Insurers and providers also will face the challenge of understanding how the code changes may impact their bottom line by determining the financial neutrality of any potential change in diagnoses and payment for treatment of those conditions. Providers relying on vendors with fixed or appointment-style upgrade schedules should consider as early adoption as possible to reduce the potential negative impact of these changes. There also will also be a period of overlap where both ICD-9 and ICD-10 code sets will need to be supported by all participants involved, increasing the complexity of the problems looming on the horizon.
Organizations that are late on their remediation timelines will increasingly look for solutions, like selective outsourcing and alternative technical solutions that will allow them to minimize the implementation risk and operating costs of achieving necessary compliance. But, if the ANSI X12 4010 to 5010 conversion was any indicator, these alternative solutions will be offered at a premium price.
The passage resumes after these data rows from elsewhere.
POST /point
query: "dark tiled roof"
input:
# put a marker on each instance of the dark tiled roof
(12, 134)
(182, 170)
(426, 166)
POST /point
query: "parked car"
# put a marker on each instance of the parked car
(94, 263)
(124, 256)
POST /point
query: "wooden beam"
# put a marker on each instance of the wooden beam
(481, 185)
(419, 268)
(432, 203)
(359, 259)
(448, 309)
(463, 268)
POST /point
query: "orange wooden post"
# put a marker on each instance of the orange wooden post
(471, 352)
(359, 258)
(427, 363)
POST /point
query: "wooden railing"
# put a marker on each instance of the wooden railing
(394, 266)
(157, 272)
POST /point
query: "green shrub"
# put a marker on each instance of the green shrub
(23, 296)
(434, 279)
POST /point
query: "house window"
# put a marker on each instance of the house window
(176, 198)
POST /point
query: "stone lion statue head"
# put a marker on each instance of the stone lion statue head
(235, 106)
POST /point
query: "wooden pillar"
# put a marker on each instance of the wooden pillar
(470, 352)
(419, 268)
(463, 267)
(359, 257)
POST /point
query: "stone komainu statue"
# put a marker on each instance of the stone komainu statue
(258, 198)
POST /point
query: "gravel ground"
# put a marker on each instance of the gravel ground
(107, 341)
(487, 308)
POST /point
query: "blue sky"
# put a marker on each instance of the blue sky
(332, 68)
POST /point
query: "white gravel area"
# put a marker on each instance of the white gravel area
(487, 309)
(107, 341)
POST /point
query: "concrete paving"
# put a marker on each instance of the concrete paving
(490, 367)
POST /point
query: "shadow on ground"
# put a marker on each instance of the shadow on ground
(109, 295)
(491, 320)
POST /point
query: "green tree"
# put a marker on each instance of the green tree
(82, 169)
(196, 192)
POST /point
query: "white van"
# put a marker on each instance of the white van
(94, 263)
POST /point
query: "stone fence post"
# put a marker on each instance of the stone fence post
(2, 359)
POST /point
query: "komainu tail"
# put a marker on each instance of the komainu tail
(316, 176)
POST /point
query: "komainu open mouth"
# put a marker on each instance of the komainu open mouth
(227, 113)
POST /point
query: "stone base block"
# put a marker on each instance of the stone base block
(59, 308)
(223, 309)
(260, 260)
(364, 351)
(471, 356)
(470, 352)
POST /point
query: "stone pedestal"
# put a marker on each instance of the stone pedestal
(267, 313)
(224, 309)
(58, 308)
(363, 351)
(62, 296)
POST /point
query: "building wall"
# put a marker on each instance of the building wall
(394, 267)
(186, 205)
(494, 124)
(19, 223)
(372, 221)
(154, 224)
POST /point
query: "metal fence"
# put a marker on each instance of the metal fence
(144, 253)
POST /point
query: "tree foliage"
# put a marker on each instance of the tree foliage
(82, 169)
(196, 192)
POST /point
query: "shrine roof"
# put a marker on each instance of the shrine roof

Meaningful Use Stage 2 – Stage 2 makes much of the optional menu set of objectives in Stage 1 a part of the mandatory core set, meaning that those providers who deferred as many of the optional objectives as possible now face challenges in Stage 2 they can no longer avoid. Also, in 2014, penalties for noncompliance with Stage 2 will begin to take effect, and so 2013 will be the year for many providers to buy or build new capabilities, such as web-based and device-accessible portals to satisfy patient engagement objectives and to change clinical workflows to meet Stage 2’s objectives and gather new mandated quality measures.
In Stage 2, Eligible Physicians (EPs) must complete 17 core and three of six menu objectives for a total of 20 objectives. Eligible Hospitals (EHs) and Critical Access Hospitals (CAHs) must complete 16 core and three of six menu objectives for a total of 19 objectives. Though Medicare or Medicaid incentive payments will offset some of the financial impact of implementing electronic health records, the impact to administrative and clinical staff, as well as to previously paper-based workflows, will be nontrivial.
Payment Reform – Many providers have already felt the financial impact of changes to their contracts with insurers that are implementing alternatives to the fee-for-service reimbursement models of the past. Bundled payments to providers for disease-state management will require higher degrees of care coordination and information sharing not only within delivery systems but across disparate organizations and affiliations.
Effectively managing referral networks will be a key success factor in the coming year. New payment contracts also typically require greater degrees of reporting to the insurer to ensure that quality of care is not being compromised, further increasing the burden on providers to gather, harmonize and report on clinical data previously written on paper or buried in unstructured text.
Compliance with these mandates, though not imposed by federal or state regulations, will grow to be a larger challenge as these new payment models mature and they represent a larger portion of providers’ revenue streams.
Chris Giancola is a principal consultant at technology consulting company CSC with a combination of technical skills, project and product management experience, business development successes, and healthcare domain expertise.